I finished the Haitian Revolution season of the Revolutions podcast. I think it's the best factual podcast I've ever listened to. It's surprisingly hard to like to a specific season, so I've put up
lightly-edited version of
Jeffrey Percival's index, which appears to no longer be up. Or, you can search for Revolutions episodes starting with "4." in your podcast app.
I know nothing about the Haitian Revolution beforehand, and you don't have to either. It's quite the ride and both amazing and sad.
For the slaves to be able to organize while slaves and eventually take the nation was incredible. And the nature of humans to pull the ladder up once they themselves is fascinating and devastating to see in this history.

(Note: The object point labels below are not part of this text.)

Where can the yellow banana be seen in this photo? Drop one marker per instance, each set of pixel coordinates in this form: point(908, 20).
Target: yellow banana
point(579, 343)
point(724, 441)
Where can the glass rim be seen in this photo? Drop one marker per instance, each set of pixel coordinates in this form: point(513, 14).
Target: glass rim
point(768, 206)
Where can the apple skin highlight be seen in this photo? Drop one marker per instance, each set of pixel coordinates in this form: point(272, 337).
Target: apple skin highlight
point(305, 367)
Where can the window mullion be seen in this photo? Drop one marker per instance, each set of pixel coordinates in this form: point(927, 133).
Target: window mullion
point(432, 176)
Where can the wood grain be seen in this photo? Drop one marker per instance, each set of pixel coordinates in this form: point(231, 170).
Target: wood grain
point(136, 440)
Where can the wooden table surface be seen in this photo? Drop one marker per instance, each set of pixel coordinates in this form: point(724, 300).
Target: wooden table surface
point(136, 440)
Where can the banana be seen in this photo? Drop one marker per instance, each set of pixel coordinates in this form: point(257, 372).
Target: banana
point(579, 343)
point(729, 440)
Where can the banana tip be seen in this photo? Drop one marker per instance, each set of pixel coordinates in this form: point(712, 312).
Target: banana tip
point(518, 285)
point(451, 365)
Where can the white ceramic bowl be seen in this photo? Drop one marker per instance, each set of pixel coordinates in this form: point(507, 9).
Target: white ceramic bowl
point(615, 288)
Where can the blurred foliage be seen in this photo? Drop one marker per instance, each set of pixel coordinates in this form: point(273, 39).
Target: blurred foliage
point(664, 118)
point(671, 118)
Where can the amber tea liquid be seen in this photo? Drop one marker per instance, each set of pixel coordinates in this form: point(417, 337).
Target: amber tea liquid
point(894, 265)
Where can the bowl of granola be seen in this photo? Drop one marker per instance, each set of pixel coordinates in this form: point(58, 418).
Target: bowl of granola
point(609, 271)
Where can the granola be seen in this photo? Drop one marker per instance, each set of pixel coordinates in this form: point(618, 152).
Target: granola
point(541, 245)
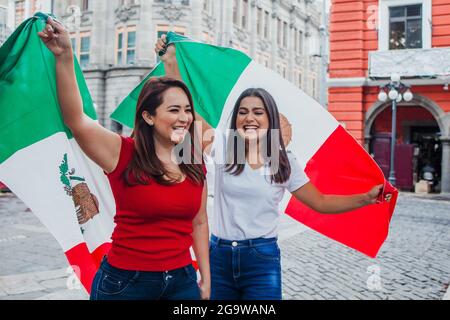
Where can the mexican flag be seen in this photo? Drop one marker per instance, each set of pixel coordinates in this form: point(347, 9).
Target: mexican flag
point(39, 159)
point(334, 161)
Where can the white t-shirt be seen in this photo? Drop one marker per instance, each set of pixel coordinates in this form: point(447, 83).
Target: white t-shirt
point(247, 206)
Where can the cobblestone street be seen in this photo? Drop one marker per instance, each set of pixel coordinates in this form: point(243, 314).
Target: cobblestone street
point(414, 263)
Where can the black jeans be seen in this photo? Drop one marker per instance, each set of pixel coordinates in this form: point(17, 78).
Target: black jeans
point(112, 283)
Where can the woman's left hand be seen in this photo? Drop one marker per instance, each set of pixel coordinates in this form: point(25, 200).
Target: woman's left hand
point(372, 195)
point(205, 289)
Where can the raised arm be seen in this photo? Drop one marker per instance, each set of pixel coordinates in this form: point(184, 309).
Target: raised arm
point(324, 203)
point(98, 143)
point(169, 60)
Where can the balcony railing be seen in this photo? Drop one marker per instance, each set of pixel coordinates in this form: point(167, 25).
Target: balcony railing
point(410, 63)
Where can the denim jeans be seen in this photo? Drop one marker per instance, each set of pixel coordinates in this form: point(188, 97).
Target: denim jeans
point(245, 270)
point(112, 283)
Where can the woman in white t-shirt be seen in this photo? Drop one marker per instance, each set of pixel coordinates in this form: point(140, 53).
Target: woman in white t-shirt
point(252, 172)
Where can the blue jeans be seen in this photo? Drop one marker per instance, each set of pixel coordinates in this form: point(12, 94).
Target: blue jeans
point(112, 283)
point(247, 270)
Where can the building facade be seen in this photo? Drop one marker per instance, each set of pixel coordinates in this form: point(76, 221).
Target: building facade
point(114, 40)
point(369, 41)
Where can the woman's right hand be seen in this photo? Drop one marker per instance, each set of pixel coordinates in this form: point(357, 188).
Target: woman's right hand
point(56, 38)
point(169, 51)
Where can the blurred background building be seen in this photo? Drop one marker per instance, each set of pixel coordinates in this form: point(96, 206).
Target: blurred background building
point(114, 40)
point(369, 42)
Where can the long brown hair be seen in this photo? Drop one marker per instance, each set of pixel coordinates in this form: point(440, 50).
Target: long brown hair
point(235, 167)
point(145, 164)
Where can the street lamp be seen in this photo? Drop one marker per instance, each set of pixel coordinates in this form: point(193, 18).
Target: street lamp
point(396, 91)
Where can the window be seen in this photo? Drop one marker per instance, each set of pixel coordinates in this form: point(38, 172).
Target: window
point(285, 34)
point(264, 59)
point(244, 14)
point(299, 37)
point(235, 11)
point(85, 44)
point(266, 24)
point(404, 24)
point(208, 7)
point(85, 5)
point(405, 27)
point(126, 45)
point(314, 87)
point(81, 45)
point(259, 22)
point(127, 2)
point(279, 31)
point(19, 7)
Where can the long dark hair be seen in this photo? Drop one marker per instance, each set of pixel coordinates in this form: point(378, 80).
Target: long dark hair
point(145, 163)
point(233, 166)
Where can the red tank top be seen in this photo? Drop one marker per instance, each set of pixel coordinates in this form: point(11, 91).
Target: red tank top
point(153, 222)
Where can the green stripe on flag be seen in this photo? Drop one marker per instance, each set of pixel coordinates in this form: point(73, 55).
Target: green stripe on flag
point(29, 108)
point(209, 74)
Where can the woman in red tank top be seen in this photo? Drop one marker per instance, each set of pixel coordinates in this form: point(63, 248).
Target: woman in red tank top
point(158, 181)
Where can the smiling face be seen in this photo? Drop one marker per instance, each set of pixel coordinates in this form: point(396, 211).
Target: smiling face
point(172, 118)
point(252, 121)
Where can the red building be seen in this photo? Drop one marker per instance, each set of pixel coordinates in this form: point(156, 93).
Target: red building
point(369, 41)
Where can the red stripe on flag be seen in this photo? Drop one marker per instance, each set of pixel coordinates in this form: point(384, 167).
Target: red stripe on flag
point(86, 264)
point(341, 166)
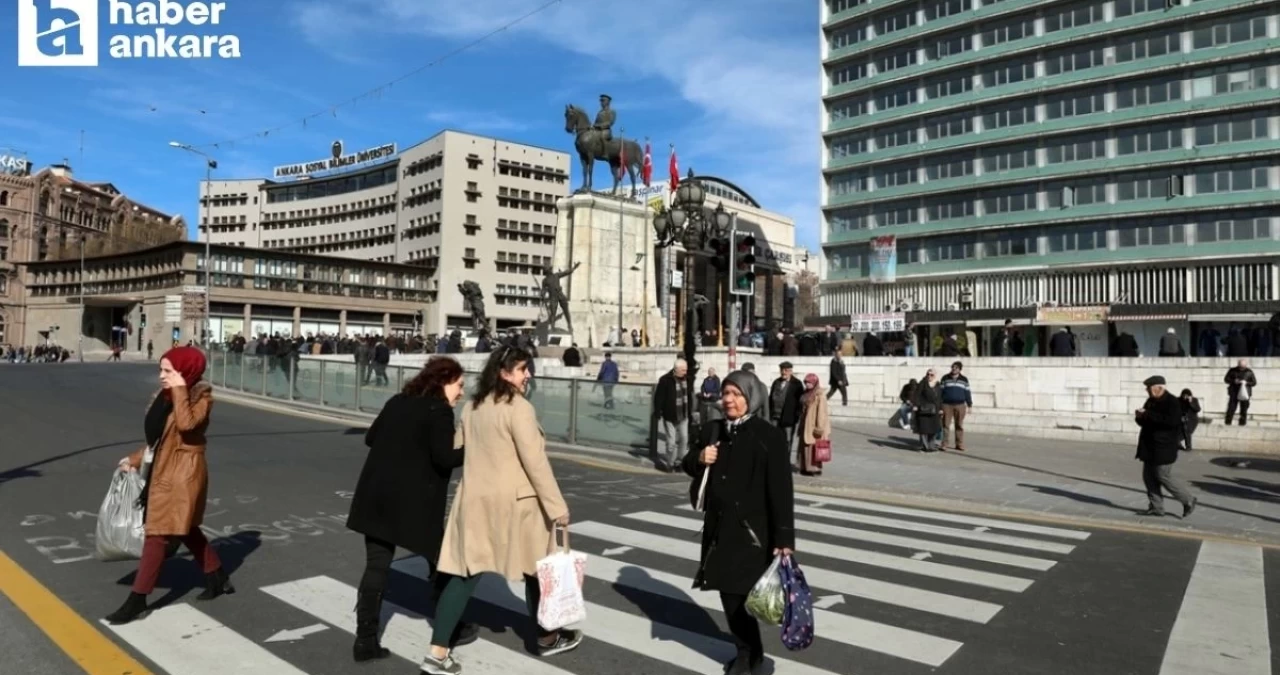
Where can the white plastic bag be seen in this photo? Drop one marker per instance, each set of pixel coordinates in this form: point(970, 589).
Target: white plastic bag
point(560, 579)
point(767, 602)
point(119, 520)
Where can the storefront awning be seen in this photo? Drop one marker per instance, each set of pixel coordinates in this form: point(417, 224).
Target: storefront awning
point(1229, 317)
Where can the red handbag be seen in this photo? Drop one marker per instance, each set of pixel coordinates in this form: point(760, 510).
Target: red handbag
point(822, 451)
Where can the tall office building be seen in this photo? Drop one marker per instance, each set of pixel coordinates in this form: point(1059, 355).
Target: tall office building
point(464, 206)
point(1119, 155)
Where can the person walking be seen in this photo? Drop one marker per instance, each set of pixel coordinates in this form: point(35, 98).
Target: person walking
point(177, 483)
point(1191, 415)
point(927, 411)
point(1240, 382)
point(402, 489)
point(837, 378)
point(749, 511)
point(504, 509)
point(814, 424)
point(956, 404)
point(1161, 420)
point(671, 407)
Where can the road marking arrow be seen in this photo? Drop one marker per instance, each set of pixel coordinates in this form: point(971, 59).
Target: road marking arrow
point(827, 602)
point(297, 633)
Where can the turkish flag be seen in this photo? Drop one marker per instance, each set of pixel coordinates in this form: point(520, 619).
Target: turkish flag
point(675, 170)
point(647, 170)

To have a healthy country, you have to get yourselves non-enslaved to even start. And that's huge feat accomplished by no one but the Haitians. But after that, you need equality, both materially and opportunity-wise. Haiti started with a military-first government and didn't get out a privileged-warrior-class situation until the 2000s.
Having a sustainable government vision
and escaping from slavery is a lot to ask. Here in the US, we're seeing that sustaining equality and the educated populace needed to sustain a democracy is maybe too hard for us. (Incidentally, pretty much every time the US appears in the history of Haiti, it's bad.)
Anyway, you should give it a listen!